Verstärkung für das Praxisteam
Seit dem 01.08.2019 verstärkt die Auszubildende Maike Raffel das Praxisteam. Sie wird ihre dreijährige Ausbildung zur Medizinischen Fachangestellten absolvieren.

 

Akutsprechstunde
Nutzen Sie unsere Akutsprechstunde. Die Akutsprechstunde ist von Montag bis Freitag von 9.00 bis 10.00 Uhr sowie Montag, Dienstag und Donnerstag von 16.00 bis 16.30 Uhr.

Sie können mit Ihrem AKUTEN gesundheitlichen Problem ohne Termin kommen. Die Sprechzeit ist zwar etwas kürzer vorgesehen, dafür kümmern wir uns mit deutlich kürzerer Wartezeit um Sie. Beachten Sie bitte, dass wir in der AKUT-Sprechstunde tatsächlich nur AKUTE Probleme behandeln sowie kurze Befunde besprechen können (z. B. Langzeit-Blutdruckmessungen, Langzeit-EKG, Röntgenbefunde usw.). Natürlich können Sie auch ohne Termin kommen, wenn Sie gerade aus dem Krankenhaus entlassen wurden und das weitere Vorgehen besprechen müssen.

Für planbare Wundversorgungen, längere Gespräche bei chronischen Gesundheitsstörungen, bei psychischen Problemen, über Patientenverfügungen, häusliche Versorgungsprobleme usw. vereinbaren Sie bitte aufgrund besserer Planbarkeit einen Termin.
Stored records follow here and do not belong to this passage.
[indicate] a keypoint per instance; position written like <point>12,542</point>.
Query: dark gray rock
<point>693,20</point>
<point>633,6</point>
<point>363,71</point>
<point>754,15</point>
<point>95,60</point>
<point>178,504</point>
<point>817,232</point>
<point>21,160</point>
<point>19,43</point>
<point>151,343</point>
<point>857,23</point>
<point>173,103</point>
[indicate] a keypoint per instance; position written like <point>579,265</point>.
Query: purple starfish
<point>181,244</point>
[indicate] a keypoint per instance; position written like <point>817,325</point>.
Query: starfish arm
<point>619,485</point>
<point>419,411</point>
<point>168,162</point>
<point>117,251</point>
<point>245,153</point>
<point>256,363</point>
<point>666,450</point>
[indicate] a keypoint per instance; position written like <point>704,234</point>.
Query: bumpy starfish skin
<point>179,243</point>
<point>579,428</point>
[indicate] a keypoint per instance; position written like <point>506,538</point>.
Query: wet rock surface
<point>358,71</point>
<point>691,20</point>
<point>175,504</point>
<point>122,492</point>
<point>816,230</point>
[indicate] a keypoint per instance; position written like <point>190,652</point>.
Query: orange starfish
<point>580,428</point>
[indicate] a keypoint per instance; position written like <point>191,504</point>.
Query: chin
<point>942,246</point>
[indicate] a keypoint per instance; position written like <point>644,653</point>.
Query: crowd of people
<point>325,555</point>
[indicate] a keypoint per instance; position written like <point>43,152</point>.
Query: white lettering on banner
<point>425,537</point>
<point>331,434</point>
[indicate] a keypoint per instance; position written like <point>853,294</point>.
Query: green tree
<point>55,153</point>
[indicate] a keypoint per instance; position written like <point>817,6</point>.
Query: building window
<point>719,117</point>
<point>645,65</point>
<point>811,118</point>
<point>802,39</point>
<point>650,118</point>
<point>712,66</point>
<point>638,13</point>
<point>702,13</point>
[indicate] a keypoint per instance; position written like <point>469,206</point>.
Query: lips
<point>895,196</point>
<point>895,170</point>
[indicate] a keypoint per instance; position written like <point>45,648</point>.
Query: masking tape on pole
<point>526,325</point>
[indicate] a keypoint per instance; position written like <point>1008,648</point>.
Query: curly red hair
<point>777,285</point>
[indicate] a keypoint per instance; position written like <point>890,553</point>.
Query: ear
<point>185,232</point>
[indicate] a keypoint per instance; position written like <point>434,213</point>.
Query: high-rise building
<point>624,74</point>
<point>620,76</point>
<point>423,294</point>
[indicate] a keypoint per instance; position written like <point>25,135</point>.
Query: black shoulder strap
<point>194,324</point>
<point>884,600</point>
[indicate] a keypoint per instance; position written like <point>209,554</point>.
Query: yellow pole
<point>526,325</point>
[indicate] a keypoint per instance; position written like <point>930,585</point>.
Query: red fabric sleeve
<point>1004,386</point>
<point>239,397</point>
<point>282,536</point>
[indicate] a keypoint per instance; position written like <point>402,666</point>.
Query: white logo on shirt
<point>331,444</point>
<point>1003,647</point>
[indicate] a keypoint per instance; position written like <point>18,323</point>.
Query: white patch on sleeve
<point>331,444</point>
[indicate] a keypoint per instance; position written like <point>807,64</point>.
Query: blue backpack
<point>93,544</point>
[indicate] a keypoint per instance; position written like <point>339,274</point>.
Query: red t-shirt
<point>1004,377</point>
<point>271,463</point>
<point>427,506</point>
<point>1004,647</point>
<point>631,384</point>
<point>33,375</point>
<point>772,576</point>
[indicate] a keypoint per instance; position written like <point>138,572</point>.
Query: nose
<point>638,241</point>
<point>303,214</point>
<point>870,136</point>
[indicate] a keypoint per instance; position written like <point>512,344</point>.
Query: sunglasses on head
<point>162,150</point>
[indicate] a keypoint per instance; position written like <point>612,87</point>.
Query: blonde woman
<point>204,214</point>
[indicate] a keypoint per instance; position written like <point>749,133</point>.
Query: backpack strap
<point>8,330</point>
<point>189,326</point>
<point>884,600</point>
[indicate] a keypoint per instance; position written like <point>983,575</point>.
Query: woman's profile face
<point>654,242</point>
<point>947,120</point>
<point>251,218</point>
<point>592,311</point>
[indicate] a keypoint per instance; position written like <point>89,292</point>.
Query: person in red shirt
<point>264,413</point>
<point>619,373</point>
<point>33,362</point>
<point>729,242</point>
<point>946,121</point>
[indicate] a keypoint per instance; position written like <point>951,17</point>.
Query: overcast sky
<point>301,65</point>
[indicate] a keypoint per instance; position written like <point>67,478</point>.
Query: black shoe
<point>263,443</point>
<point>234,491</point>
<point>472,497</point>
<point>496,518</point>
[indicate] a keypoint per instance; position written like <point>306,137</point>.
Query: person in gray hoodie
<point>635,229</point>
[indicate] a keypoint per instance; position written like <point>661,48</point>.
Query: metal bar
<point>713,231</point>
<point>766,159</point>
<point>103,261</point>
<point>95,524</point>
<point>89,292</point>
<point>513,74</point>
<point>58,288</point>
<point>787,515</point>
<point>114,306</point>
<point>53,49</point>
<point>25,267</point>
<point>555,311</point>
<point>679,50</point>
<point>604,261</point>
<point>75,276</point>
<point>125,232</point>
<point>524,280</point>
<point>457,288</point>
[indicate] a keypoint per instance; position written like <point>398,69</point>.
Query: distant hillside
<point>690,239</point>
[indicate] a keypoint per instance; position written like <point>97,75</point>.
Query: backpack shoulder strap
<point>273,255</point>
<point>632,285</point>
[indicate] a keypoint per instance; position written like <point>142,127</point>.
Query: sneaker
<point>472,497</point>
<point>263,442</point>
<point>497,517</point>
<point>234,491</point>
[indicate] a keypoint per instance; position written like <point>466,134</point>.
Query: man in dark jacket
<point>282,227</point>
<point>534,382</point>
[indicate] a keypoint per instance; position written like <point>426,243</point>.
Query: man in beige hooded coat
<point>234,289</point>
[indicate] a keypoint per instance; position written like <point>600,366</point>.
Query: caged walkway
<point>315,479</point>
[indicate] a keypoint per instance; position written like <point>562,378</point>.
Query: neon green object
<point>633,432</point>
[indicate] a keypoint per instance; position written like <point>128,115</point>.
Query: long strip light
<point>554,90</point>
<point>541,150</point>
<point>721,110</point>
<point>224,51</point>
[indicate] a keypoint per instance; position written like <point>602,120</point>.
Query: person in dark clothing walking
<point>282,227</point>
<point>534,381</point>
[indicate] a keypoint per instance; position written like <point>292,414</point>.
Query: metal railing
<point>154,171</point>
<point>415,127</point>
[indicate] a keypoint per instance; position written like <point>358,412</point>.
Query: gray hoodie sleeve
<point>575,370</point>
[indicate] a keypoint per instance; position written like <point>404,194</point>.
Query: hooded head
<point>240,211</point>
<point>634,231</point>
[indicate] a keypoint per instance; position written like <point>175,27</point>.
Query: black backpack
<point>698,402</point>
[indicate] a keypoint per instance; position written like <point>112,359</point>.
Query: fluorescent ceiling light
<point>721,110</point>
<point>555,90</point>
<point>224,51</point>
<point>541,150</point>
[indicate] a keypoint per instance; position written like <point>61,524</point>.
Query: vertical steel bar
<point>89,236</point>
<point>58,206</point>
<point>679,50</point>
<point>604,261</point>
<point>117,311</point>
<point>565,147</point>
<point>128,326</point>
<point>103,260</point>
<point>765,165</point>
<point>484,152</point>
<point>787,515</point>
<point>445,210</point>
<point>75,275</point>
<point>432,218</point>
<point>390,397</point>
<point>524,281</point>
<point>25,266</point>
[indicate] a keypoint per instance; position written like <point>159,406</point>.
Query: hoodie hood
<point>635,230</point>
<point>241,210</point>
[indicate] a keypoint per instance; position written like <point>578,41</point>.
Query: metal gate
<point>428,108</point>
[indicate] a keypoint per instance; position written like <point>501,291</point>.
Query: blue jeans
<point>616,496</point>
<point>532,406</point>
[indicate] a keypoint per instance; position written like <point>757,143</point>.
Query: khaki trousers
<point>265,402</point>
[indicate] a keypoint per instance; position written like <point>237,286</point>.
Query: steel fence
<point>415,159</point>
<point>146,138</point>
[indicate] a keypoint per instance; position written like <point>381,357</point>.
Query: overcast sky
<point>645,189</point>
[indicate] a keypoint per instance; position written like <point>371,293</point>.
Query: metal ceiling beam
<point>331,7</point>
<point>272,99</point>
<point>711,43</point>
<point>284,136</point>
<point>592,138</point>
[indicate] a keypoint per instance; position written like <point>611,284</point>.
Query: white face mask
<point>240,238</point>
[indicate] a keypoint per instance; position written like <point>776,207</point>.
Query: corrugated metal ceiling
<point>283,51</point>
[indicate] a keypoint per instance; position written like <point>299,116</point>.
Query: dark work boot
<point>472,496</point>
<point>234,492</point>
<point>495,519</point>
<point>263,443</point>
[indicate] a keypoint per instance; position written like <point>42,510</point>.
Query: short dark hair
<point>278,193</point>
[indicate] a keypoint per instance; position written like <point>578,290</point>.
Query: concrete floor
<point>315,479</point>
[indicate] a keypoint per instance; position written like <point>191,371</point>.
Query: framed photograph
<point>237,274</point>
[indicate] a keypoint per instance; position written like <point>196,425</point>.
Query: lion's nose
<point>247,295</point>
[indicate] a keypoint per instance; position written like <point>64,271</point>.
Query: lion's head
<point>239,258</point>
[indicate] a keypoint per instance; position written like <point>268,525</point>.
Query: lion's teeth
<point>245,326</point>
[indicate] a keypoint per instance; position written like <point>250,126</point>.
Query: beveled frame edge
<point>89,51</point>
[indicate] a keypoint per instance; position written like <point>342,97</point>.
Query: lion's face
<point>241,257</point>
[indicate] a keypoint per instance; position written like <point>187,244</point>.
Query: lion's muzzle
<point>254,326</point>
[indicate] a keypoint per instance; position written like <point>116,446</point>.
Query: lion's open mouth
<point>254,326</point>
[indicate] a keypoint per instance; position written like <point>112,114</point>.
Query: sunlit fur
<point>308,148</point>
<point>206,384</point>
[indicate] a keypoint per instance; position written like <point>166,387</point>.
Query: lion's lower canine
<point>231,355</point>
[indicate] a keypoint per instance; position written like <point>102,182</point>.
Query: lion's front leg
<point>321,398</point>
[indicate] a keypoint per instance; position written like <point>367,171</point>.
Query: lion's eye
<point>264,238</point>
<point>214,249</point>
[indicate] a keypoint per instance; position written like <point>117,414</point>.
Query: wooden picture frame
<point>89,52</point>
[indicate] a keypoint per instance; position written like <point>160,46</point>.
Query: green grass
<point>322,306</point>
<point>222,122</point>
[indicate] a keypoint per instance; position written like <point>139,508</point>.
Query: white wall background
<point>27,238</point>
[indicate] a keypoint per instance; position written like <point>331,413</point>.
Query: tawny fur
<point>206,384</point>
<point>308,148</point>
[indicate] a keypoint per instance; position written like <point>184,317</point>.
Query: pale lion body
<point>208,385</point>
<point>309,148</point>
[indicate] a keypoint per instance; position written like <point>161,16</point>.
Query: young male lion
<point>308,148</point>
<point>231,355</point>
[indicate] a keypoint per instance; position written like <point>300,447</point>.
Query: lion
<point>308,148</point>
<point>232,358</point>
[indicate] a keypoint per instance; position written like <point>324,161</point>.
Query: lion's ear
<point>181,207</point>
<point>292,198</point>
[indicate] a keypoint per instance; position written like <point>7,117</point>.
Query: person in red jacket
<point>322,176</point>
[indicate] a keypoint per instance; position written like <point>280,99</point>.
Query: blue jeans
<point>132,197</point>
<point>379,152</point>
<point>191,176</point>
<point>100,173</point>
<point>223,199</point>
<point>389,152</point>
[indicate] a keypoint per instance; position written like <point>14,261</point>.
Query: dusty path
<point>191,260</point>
Auch wenn Sie an mehreren Problemen leiden, die allesamt besprochen werden sollen, vereinbaren Sie bitte einen Termin.

 

Änderungen bei der Gesundheitsuntersuchung (CheckUp 35)
Ab sofort gelten neue Regelungen für die Gesundheitsuntersuchung. Statt alle 2 Jahre kann die Untersuchung nur noch alle 3 Jahre durchgeführt werden. Die gilt nicht für Patienten, die an den Hausarztverträgen teilnehmen. In der hausarztzentrierten Versorgung bleibt es aktuell noch beim 2jährigen Rhythmus.
Vorsorge

 

Impfung gegen die Gürtelrose (Herpes zoster)
Seit kurzem empfiehlt die Ständige Impfkomission die Impfung gegen die Gürtelrose, um die möglichen sehr unangenehmen Folgen wie Nervenschmerzen (Post-Zoster-Neuralgie) zu verhindern. Die Impfung betrifft alle Patientinnen und Patienten über 60 Jahren, bei bestimmten Vorerkrankungen auch schon ab 50 Jahren. Mittlerweile übernehmen alle gesetzlichen Krankenkassen die Kosten.
Schützen Sie sich und sprechen Sie uns gerne an!

 

Grippeschutzimpfung
Der Impfstoff für die diesjährige Grippesaison ist ab September bei uns verfügbar. In diesem Jahr wird von vornherein der Vierfachschutz verfügbar sein.

 

Pneumokokken-Impfung
Bei allen Patienten über 60 Jahren wird laut der Ständigen Impfkommision (STIKO) die Impfung gegen Pneumokokken empfohlen. Zudem ist diese Impfung für viele Patienten, z. B. mit chronischen Lungenerkrankungen oder Diabetes, sinnvoll. Pneumokokken sind die Erreger der Lungenentzündung, für die Sie als eventuell immungeschwächter Mensch anfälliger sein können. Schützen Sie sich und sprechen Sie uns gerne an.